By Staff writer
Telkom, which is undergoing a series of interventions to fix the ailing business, is turning to outsourcing to cut fat in the company as part of its turnaround strategy and on Thursday named its partners to take over the running of the non-core assets. They include Barloworld Logistics, Bidvest and WNS.
The company has been engaging with organised labour on the outsourcing of various business elements, as announced in February.
Telkom revealed on Thursday that it has identified a series of actions to unlock further cost efficiencies and improve customer service, in line with the company’s multi-year turnaround strategy. One such action involves outsourcing certain assets as going concerns.
Telkom’s call centre operations and staff are to be outsourced, as well as certain legacy IT billing systems, an internal printing division and the network and operations and retail supply chain sections.
Telkom has completed a stringent procurement process and has identified WNS as its preferred partner to undertake Telkom’s fixed line call centre operations.
Telkom spokesperson, Jacqui O’Sullivan, said the outsourcing was a critical step in Telkom’s focus on the customer.
“To succeed, everyone at Telkom has to put the interests of the customer at the heart of everything we do. Our customers are the core of our business, but running call centres is not. We know that customers will benefit from a focused and consistent service that a professional call centre organisation can offer. For this reason, we are confident this is the correct action to take,” she said.

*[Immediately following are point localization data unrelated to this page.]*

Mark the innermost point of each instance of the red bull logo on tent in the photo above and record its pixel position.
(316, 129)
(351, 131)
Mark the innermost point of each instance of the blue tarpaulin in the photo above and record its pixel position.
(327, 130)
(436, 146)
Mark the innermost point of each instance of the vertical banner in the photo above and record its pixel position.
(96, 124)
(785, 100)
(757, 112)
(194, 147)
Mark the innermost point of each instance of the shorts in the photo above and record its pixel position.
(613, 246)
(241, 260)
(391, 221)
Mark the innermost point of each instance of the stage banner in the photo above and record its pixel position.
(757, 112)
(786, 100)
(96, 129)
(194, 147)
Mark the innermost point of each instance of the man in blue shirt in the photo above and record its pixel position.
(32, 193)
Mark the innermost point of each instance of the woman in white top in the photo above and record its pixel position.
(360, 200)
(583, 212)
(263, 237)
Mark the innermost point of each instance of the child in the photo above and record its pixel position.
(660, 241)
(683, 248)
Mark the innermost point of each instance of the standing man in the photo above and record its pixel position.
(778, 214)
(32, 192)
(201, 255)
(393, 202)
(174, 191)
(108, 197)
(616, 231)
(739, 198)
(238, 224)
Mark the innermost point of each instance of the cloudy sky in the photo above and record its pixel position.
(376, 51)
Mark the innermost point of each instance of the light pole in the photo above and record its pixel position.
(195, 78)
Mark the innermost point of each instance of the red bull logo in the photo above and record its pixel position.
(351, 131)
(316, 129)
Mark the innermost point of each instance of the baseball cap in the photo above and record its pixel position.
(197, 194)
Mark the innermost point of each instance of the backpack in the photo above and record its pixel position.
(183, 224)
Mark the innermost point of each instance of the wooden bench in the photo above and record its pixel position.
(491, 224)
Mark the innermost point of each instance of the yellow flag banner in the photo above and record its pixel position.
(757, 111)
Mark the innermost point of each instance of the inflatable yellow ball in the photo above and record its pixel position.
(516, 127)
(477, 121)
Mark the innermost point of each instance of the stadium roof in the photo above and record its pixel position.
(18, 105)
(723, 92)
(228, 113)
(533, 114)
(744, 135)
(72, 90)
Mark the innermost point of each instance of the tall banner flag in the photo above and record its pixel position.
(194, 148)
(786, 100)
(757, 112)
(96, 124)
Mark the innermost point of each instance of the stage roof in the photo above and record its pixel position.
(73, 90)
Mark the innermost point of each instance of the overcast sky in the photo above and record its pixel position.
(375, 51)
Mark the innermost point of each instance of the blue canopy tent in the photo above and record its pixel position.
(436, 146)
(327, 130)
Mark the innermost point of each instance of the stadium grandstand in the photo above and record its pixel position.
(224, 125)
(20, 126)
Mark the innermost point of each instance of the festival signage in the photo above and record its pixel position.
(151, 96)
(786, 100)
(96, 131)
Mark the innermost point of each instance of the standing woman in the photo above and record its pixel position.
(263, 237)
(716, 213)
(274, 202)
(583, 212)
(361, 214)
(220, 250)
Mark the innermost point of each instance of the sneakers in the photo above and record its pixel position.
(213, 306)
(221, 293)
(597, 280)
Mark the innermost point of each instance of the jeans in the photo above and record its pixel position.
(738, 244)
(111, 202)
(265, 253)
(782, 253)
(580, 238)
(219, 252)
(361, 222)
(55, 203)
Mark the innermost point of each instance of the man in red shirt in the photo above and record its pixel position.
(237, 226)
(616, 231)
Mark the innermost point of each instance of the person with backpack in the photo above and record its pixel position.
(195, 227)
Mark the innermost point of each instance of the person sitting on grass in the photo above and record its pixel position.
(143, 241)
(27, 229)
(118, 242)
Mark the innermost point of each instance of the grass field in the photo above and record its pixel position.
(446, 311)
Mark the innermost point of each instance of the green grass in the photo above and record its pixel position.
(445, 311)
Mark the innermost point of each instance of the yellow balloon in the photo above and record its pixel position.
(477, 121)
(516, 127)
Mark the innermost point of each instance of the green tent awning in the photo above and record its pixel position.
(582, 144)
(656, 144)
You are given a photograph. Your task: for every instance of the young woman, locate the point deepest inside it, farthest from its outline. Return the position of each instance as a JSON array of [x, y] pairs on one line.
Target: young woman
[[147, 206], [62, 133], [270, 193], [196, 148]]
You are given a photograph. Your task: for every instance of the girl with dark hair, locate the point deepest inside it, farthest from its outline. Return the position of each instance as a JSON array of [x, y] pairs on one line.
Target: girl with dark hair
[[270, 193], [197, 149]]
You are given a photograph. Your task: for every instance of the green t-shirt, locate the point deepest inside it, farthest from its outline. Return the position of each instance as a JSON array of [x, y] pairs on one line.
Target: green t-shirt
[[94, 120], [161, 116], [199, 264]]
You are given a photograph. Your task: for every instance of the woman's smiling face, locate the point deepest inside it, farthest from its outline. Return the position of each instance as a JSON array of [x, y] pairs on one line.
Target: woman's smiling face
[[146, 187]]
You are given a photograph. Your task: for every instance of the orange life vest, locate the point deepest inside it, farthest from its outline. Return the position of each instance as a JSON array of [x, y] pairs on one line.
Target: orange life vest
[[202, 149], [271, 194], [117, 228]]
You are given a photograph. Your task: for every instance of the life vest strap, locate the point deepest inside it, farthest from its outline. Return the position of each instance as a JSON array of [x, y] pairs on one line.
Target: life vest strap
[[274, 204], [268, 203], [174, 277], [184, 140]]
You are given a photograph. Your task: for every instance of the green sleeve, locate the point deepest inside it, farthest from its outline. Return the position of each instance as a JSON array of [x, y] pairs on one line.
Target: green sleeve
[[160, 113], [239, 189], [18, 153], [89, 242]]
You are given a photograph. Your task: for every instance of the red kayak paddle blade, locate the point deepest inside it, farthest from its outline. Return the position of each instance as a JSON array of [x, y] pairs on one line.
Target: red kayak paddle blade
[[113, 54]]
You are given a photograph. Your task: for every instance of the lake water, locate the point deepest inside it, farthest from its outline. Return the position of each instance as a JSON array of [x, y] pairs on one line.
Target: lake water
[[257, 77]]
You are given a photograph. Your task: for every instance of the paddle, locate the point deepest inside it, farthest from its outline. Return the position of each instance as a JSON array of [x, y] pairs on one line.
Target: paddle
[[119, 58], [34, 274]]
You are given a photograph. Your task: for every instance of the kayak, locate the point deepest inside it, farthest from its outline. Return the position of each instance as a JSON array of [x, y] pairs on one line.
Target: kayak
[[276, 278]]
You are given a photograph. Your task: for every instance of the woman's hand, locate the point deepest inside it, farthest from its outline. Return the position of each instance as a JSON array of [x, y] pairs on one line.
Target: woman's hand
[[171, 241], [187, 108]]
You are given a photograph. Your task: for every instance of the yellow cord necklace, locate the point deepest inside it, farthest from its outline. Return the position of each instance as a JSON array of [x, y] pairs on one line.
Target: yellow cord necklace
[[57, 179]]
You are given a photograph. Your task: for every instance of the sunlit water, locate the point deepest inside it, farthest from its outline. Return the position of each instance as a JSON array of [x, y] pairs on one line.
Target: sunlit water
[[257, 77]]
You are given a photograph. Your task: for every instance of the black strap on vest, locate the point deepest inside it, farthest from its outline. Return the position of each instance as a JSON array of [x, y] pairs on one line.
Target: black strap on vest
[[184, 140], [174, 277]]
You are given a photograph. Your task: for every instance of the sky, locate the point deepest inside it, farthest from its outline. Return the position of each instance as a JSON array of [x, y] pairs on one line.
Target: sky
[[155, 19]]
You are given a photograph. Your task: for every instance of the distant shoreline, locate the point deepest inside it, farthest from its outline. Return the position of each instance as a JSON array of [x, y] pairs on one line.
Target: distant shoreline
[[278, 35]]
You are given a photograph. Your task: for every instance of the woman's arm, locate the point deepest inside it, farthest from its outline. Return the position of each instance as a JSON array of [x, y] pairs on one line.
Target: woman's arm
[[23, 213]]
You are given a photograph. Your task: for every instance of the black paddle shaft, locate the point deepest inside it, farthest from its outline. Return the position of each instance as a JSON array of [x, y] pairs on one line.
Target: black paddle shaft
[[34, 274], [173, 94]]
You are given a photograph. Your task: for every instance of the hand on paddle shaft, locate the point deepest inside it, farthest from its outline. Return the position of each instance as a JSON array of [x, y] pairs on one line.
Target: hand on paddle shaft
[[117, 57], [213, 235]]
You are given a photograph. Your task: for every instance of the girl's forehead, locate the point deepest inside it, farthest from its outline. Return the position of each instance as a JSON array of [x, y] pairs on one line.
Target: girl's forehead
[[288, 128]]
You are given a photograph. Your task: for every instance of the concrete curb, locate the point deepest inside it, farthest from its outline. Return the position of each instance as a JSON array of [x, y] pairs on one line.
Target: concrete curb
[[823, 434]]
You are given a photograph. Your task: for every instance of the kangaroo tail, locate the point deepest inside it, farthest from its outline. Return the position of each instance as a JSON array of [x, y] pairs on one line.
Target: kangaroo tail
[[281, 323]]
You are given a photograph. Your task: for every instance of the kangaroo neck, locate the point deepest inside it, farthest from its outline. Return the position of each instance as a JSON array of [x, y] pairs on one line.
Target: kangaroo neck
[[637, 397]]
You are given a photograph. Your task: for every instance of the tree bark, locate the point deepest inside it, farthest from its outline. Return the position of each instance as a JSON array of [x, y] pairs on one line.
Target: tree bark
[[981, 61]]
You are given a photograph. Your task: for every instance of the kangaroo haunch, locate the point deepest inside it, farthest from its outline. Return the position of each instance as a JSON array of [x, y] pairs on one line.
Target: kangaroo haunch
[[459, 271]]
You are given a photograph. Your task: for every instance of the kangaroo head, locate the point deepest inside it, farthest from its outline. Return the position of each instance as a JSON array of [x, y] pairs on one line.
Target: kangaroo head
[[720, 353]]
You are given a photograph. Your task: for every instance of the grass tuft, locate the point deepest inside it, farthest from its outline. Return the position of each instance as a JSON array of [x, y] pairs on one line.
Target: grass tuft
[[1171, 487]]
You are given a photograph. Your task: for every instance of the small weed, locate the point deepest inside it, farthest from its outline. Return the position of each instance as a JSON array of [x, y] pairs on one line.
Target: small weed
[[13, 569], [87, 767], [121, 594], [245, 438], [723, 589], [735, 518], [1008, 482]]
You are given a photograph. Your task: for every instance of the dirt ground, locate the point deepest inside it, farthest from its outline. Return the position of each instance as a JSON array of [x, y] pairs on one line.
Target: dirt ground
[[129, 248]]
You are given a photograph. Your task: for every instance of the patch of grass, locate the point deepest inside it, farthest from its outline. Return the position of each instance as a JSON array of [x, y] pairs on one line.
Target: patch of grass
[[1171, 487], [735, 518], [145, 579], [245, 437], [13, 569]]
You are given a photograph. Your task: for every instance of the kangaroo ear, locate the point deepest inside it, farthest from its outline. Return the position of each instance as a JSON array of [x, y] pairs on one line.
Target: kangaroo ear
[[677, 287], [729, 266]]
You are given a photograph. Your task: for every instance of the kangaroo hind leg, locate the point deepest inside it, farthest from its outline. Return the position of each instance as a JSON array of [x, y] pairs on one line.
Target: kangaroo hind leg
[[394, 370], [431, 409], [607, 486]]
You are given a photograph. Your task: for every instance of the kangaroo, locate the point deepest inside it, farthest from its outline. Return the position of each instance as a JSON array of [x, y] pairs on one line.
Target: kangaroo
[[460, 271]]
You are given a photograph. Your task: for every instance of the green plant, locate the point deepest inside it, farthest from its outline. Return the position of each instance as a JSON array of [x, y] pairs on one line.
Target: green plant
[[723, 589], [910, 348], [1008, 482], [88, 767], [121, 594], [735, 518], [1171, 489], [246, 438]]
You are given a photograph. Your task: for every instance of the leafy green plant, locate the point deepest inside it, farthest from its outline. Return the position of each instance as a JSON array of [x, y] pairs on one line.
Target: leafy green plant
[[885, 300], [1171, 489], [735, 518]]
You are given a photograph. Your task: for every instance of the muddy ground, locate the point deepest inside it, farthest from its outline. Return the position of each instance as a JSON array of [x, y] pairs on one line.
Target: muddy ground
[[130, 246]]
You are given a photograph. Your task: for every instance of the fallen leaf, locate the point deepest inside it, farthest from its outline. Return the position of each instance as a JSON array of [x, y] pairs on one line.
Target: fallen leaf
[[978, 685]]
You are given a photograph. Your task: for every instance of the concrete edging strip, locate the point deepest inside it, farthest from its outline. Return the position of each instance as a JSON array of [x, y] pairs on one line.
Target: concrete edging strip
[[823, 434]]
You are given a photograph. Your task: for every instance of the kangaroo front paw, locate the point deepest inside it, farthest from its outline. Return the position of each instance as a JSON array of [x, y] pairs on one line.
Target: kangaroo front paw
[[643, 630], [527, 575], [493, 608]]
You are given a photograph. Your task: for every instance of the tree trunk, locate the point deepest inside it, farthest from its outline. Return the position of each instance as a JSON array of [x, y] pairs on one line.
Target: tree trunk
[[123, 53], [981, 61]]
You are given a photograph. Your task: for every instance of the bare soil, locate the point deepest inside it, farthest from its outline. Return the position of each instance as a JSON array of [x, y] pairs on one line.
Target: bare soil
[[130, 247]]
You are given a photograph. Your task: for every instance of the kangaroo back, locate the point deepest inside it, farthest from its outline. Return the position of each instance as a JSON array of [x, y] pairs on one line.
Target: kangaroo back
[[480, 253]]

Similarly Barloworld Logistics has been identified to undertake the management of 25 Telkom warehouses in the supply chain area of the business.
It is proposed that the IT legacy systems will be managed by ASAJE. Bidvest has been identified to take over internal printing services, and Ingram Micro the supply chain in the retail area of the business.
The outsourcing will only affect 1 300 Telkom employees.
The company said it is committed to a fair, objective and transparent process involving organised labour.
Sipho Maseko, who was appointed in 2013 as Telkom boss, has been seeking ways to cut fat in the business, a necessary step as this bulge has drained its profitability for years and led to a number of executives being axed when they couldn’t rescue the business.
Since he was appointed, Maseko and his executives in Pretoria have been quietly plotting ways to cut Telkom’s costs and haul the company back into the black.
He hopes to save as much as R1bn every year through cost cutting, a move that will inevitably include layoffs. Over five years, this means Telkom could save R5bn — enough to regain its profitability, and provide shareholder value.
What is clear, however, is that the “painful steps” that Maseko is prepared to take will place him and the company on a collision course with the unions, and it could be quite a dramatic run-in.
However, the company on Thursday assured workers that retrenchments will be a last resort. “When Telkom initially embarked on its turnaround strategy, the Company stated that it would look at alternatives, such as joint ventures, to ensure that job losses would only be implemented as the last resort.”